I’ve had a few friends over the years take their own lives, my parents are divorced, a lot of my friends either moved away or went off the deep end years ago. In terms of friendships and relationships, I’m pretty much alone. Tried to get involved with my local church, didn’t really connect with anyone over the last year or so. Hard to connect with anyone in my academic program, our similarities begin and end with classes and research and that’s it. I chat with my parents weekly over the phone but after all of the hell they’ve had to deal with, I can’t bring myself to tell them that I’m not doing alright.
Worse, I’m perpetually tired, distracted, demotivated, and lost in my own head. It’s becoming harder and harder to focus on coursework, day-to-day tasks, and staying in that mindset. I’d like to think I’m getting better at limiting social media use, but I haven’t seen any dramatic changes in mood or focus so I don’t know. I spent a lot of time chatting with online friends, but even that is starting to cut into time I should be working.
Maybe I’m depressed, maybe I have an attention deficit disorder, maybe I’m past my breaking point, I just don’t know. I do know that I’m not focused, I battle with lust and inappropriate content across social media, I feel like my mood is affecting my health and/or vice versa, and I feel like I’m just in a downhill spiral.

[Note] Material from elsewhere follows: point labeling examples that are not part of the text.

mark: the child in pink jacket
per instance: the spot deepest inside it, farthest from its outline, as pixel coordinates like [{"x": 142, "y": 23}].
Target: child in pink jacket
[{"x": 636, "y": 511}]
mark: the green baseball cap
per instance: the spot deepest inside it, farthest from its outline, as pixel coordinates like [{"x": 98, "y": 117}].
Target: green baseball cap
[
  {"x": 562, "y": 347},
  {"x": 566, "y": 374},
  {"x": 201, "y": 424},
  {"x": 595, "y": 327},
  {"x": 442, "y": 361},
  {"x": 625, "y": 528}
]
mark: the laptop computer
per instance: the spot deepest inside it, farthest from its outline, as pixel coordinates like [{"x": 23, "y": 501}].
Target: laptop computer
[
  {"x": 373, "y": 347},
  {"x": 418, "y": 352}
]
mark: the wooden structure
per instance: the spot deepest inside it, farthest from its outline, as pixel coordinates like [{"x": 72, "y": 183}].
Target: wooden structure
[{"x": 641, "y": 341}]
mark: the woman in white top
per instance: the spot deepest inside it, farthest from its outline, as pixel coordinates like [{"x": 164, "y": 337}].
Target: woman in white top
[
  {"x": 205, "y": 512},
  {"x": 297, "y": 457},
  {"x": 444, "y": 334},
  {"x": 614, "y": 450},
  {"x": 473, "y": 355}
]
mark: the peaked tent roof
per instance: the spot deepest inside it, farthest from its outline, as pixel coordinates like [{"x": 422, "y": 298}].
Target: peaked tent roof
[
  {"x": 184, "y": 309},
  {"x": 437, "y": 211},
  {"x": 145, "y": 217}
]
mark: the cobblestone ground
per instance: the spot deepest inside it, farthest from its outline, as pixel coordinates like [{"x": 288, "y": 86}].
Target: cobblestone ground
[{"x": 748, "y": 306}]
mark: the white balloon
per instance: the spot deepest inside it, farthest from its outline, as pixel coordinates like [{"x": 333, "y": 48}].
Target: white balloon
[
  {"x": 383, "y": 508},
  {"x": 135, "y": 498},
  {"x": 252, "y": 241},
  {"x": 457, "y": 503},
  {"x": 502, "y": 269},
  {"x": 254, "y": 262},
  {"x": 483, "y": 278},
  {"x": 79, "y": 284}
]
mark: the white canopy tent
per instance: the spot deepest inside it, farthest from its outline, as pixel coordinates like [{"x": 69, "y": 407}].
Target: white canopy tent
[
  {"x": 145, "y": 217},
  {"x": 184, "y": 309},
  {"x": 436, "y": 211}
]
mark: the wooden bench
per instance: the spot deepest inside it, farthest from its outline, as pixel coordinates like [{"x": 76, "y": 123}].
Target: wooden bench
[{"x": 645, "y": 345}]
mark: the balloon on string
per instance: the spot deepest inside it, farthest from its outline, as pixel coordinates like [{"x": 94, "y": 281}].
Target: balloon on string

I should mention that I am a believer in Jesus Christ and while I trust that He will one day make all things right, I have a hard time accepting, from here until the day I die and go to be with Him, that anything in this life has any hope of getting better. Verses about how He gives and takes away, and how we will have trouble in this world make me wish He’d just stop giving already so the taking-away part would hurt a whole lot less in comparison. At this point I’m just trying to focus on school and shove all the other crap aside, as unhealthy as I know that is. It’s the only way I know to keep my sanity. I’ll settle for even just one small thing changing, if it means I can get out of this cycle.